Wie viele Menschen in Österreich seit Jahresbeginn assistierten Suizid in Anspruch genommen haben, ist unklar. Laut Gesundheitsministerium werden derzeit keine entsprechenden Daten gesammelt.
Voraussetzungen
Möglich ist sie nur bei erwachsenen, sterbenskranken Personen ohne Aussicht auf Besserung. Die Betroffenen müssen dazu in der Lage sein, diese Entscheidung selbst zu treffen, ohne Zwänge von außen. Eine ärztliche Aufklärung ist Pflicht. Sie muss von zwei Ärzten unabhängig voneinander geleistet werden. Erst nach 12 Wochen kann eine Sterbeverfügung in die Wege geleitet werden. Mit dieser Verfügung kann ein letales Präparat von der Apotheke besorgt werden.
„Der Leidensdruck ist das Wesentlichste“
Siegfried Pichelmann führt mit seiner Kollegin Katharina Kloimstein eine Hausarzt-Praxis in Oberösterreich. Pichelmann ist zudem Leiter der Abteilung Freitodhilfe der ÖGHL (Österreichische Gesellschaft für ein humanes Lebensende). Ein Interview.
KURIER: Herr Dr. Pichelmann, Sie führen selbst Begutachtungen von Personen durch, die einen assistierten Suizid durchführen wollen. Wie viele Personen haben sich bisher an Sie gewendet?
Siegfried Pichelmann: Ich habe mittlerweile sieben entsprechende Gutachten ausgestellt.
Gibt es genügend Ärzte, die sich dafür zur Verfügung stellen?
In Oberösterreich sind wir im niedrigen zweistelligen Bereich. In Wien und Kärnten dürfte das auch funktionieren. Aber zuletzt kam ein Patient aus Tirol zu mir, weil er in seinem Bundesland niemanden gefunden hat.

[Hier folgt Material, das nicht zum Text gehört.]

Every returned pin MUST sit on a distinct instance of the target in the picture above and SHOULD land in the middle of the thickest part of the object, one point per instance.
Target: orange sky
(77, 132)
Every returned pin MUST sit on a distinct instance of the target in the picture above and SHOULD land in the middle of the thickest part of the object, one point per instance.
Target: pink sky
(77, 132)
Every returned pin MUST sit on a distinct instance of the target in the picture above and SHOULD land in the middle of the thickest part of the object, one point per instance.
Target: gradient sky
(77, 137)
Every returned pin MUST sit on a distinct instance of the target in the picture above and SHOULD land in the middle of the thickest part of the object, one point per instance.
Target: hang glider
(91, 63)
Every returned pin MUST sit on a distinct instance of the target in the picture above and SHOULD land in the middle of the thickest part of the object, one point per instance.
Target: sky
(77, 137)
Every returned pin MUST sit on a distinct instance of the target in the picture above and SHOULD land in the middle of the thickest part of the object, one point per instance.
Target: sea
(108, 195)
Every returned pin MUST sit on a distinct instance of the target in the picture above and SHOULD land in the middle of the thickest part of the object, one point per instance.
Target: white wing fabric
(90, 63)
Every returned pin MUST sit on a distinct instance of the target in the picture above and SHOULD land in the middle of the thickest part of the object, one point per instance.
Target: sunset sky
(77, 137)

Was sind die Gründe dafür? Ethische Bedenken?
Es gab eine Umfrage unter Ärzten aus meinem Qualitätszirkel. Rausgekommen ist, dass ein Drittel dazu bereit wäre. Aber viele haben sich damit noch gar nicht auseinandergesetzt. Manchen ist auch das Rundherum zu umständlich.
Hatten Sie auch Fälle, wo Sie den Wunsch einer sterbewilligen Person abgelehnt haben?
Ja, einmal.
Worauf achten Sie bei diesen Gesprächen?
Die Entscheidungsfähigkeit ist ein wichtiger Punkt. Und der Wunsch muss schon lange bestehen. Man sollte auch einen gewissen Plan haben, wie man das machen will. Der Leidensdruck der Menschen ist für mich aber das Wesentlichste. Ich habe höchsten Respekt vor diesen Leuten. Sie haben sich im Vorfeld lange damit auseinandergesetzt.
Es gab im Vorfeld die Befürchtung, dass Betroffene von Angehörigen dazu gedrängt werden könnten. Hatten Sie jemals den Eindruck?
Nein, im Gegenteil.
Ein Angehöriger beklagt, dass die Familie bei der Durchführung alleingelassen wurde.
Es wäre wichtig, dass da jemand dabei ist. Allein schon deshalb: Was ist, wenn der Patient das Medikament erbricht?